La fragilité sans fard
Que reste-t-il une fois, derrière les strass et les paillettes, quand les spots s’éteignent, les applaudissements terminés ?
Un artiste épuisé, qui se prend la tête entre les mains, les cheveux détrempés par la sueur, le rimmel qui coule des yeux creusant deux sillons noirâtres qui font hésiter entre transpiration et larmes ?
Qui verrions-nous sortir tard dans la nuit, du Colibri, un miteux cabaret de province ?
Une nana pimpante et guillerette ?
Une courtisane fatale ?
Une femme sans fard qui se fond dans le banal quotidien ?
Une ancienne alcoolique ? Une complexée des bourrelets ? Une paysanne montée à la grande ville ? Une mère célibataire ? Une envieuse râleuse ?
Ladycrackers vous entraîne dans les coulisses, à la rencontre de ces Girls.
La scène divisée en trois zones permet de suivre ces demoiselles dans leurs numéros, de les pister derrière le rideau rouge, d’assister à leurs échanges parfois acrimonieux dans la loge commune ou d’être une souris dans leurs pensées (représentées ici sous forme d’un confessionnal style Star Academy).
Cette vision démultipliée et quelque peu décalée des dessous du showbiz, est terriblement humaine, poignante sans pour autant tomber dans le facile pathos.
L’ensemble se rehausse d’un plaisant petit côté voyeur indiscret en diable.
Valérie Lemaître, Véronique Liévin, Elisabeth Mouzon, Angèle Micaux et Tracee Westmoreland se mettent en quatre pour nous faire vivre ces cinq femmes, les comédiennes dansent et les danseuses jouent la comédie dans un Ladycrackers plein de charme et de fougue.
Cette écriture collective, dont Julie Bougard signe la mise en scène et la chorégraphie, pourrait s’identifier à un kleenex.
Précieux, utile ou futile dérisoire, un lumineux et délicat nuage soyeux qui effleure presque tendrement la peau et tout en cachant sa fragile solidité de velours pourpre.
Ladycrackers ne se limite pas au classique théâtre, mais pioche allégrement dans la danse, la chanson et le music-hall.
Spectacle complet et complexe, fascinant et parfois déroutant, il séduit également par l’humour cynique des propos et des situations, le kitch drolatique ou encore le brio des exhibitions et numéros.
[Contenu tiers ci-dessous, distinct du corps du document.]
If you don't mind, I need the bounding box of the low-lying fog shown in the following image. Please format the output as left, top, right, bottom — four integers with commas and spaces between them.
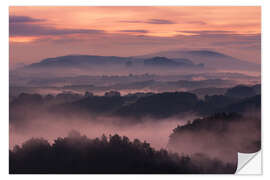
9, 115, 196, 149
Cette diversité et cette complexité qui en font tout le charme et la fraîcheur paradoxalement le fragilisent.
Le rire alterne avec l’émotion, la musique disco précède les mots chuchotés, le tutu s’enfile sous une robe de chambre rapiécée, dans un tempo qui va du très lent slow au rock le plus endiablé.
Tout comme un grand écart est parfois malaisé, Ladycrackers tente de faire se rejoindre deux réalités tellement opposées dans leur réalisme que les deux heures de spectacle, variées dans leur forme et dans leur propos, passent à la vitesse de l’éclair même si certaines performances dansées paraissent à certains moments un peu longuettes.